Den Feststellungen der belangten Behörde sind die für die rechtliche Beurteilung der Dauer des Ruhenszeitraumes maßgeblichen Sachverhaltselemente nicht entnehmbar. Die belangte Behörde hat nicht festgestellt, wann der Beschwerdeführer das Bundesgebiet verlassen hat und wann er wieder eingereist ist, obwohl das Berufungsvorbringen zu einer näheren Prüfung dieser Frage Anlass gab und die Aufnahme der Niederschrift mit dem Beschwerdeführer Gelegenheit dazu geboten hätte. Statt dessen hat sich die belangte Behörde in einer auch aus anderen Gründen - etwa hinsichtlich des Vorwurfes, der Beschwerdeführer habe seine Angaben nicht belegen können - nicht schlüssigen Weise auf Erkenntnisquellen gestützt, die zum Teil - nämlich hinsichtlich der behaupteten Inhalte der Meldungen vom 9. und - nicht identifizierbar sind, und dabei nur auf Datumsangaben des Beschwerdeführers und nicht darauf abgestellt, worauf sich diese jeweils genau gezogen hätten. Die Beurteilung der Dauer des Auslandsaufenthaltes ist jedoch, wie in der Beschwerde zutreffend hervorgehoben wird, unter den dargelegten Gesichtspunkten nicht frei von rechtlichen Voraussetzungen, weshalb die belangte Behörde - da die Frage der genauen Abgrenzung des Ruhenszeitraumes strittig geworden war - die Zeitpunkte der Aus- und der Wiedereinreise des Beschwerdeführers festzustellen gehabt hätte. Darauf, dass der Beschwerdeführer - insbesondere anlässlich der Aufnahme der Niederschrift am - zur dabei erforderlichen Mitwirkung nicht bereit gewesen wäre, deutet nichts hin, und die belangte Behörde stützt sich auch nicht darauf, dass dies der Fall gewesen sei.

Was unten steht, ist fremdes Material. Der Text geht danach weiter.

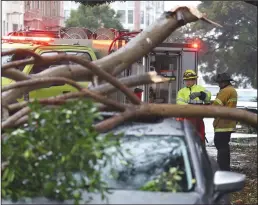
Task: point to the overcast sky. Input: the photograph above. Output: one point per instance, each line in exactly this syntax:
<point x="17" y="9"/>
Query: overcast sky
<point x="171" y="4"/>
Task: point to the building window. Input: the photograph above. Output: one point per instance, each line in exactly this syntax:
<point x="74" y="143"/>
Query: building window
<point x="15" y="27"/>
<point x="121" y="15"/>
<point x="130" y="3"/>
<point x="130" y="16"/>
<point x="142" y="17"/>
<point x="3" y="28"/>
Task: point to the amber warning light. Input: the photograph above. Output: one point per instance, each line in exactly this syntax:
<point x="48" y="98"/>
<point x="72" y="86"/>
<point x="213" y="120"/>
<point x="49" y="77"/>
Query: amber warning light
<point x="25" y="38"/>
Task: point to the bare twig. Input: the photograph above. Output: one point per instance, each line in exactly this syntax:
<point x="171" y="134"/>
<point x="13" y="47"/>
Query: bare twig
<point x="12" y="120"/>
<point x="39" y="81"/>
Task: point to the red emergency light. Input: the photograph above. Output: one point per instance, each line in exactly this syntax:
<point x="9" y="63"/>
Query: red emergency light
<point x="28" y="39"/>
<point x="195" y="45"/>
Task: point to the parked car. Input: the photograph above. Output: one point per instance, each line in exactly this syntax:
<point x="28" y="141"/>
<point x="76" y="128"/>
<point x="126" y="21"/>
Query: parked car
<point x="247" y="99"/>
<point x="155" y="146"/>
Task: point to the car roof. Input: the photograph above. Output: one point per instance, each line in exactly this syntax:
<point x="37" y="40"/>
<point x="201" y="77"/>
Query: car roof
<point x="150" y="126"/>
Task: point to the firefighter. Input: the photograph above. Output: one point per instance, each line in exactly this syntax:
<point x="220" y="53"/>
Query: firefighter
<point x="227" y="97"/>
<point x="194" y="94"/>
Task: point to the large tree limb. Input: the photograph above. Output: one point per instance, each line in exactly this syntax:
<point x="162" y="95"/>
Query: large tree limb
<point x="139" y="46"/>
<point x="13" y="95"/>
<point x="170" y="110"/>
<point x="39" y="81"/>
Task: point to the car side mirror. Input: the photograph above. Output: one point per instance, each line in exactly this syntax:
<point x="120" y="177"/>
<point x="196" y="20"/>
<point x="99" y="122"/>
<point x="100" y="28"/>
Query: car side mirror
<point x="227" y="182"/>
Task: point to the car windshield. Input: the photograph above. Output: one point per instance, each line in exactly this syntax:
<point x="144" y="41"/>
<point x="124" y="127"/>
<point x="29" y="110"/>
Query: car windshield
<point x="145" y="158"/>
<point x="214" y="90"/>
<point x="6" y="59"/>
<point x="247" y="95"/>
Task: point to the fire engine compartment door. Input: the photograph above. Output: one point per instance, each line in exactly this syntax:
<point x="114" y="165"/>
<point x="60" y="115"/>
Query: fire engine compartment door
<point x="189" y="60"/>
<point x="166" y="64"/>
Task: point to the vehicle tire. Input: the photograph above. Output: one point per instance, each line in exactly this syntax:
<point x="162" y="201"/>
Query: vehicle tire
<point x="214" y="164"/>
<point x="215" y="167"/>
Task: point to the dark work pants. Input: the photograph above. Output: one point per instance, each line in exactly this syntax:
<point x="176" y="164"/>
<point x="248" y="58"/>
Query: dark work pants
<point x="221" y="141"/>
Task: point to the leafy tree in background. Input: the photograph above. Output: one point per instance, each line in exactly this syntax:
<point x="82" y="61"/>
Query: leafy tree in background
<point x="56" y="153"/>
<point x="94" y="17"/>
<point x="232" y="48"/>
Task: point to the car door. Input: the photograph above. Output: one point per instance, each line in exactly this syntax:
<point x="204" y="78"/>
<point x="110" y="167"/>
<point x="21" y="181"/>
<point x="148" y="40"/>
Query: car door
<point x="56" y="88"/>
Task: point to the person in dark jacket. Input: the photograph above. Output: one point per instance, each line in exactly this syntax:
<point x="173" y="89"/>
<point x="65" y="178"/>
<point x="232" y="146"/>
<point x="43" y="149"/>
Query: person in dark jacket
<point x="223" y="129"/>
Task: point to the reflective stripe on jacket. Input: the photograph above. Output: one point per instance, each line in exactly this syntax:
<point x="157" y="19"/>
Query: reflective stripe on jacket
<point x="226" y="97"/>
<point x="183" y="95"/>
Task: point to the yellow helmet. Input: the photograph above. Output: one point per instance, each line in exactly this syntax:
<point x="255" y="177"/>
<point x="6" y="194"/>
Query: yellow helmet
<point x="190" y="74"/>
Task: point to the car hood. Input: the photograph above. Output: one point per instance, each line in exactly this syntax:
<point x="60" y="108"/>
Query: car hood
<point x="251" y="105"/>
<point x="6" y="81"/>
<point x="126" y="197"/>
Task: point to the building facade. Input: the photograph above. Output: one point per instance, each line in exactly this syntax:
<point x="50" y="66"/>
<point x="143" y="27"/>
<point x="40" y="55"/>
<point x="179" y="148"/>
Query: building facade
<point x="12" y="16"/>
<point x="135" y="15"/>
<point x="68" y="6"/>
<point x="44" y="15"/>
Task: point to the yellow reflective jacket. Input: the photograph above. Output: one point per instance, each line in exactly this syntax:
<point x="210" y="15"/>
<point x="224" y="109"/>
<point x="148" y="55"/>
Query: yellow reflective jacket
<point x="184" y="93"/>
<point x="226" y="97"/>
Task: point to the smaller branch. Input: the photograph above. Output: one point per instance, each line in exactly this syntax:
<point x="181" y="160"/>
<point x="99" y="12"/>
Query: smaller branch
<point x="38" y="81"/>
<point x="114" y="121"/>
<point x="109" y="78"/>
<point x="15" y="74"/>
<point x="21" y="121"/>
<point x="4" y="165"/>
<point x="20" y="51"/>
<point x="11" y="120"/>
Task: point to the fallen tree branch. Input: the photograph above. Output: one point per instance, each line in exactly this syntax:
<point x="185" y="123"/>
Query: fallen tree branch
<point x="112" y="80"/>
<point x="170" y="110"/>
<point x="139" y="46"/>
<point x="15" y="74"/>
<point x="12" y="119"/>
<point x="20" y="51"/>
<point x="131" y="81"/>
<point x="40" y="81"/>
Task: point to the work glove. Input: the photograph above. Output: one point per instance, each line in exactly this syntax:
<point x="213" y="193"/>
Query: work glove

Da die belangte Behörde den maßgeblichen Sachverhalt somit nicht ausreichend erhoben und festgestellt hat, war der angefochtene Bescheid gemäß § 42 Abs. 2 Z. 3 lit. b und c VwGG wegen Rechtswidrigkeit infolge Verletzung von Verfahrensvorschriften aufzuheben.
Der Ausspruch über den Aufwandersatz gründet sich auf die §§ 47 ff VwGG in Verbindung mit der Verordnung BGBl. Nr. 416/1994.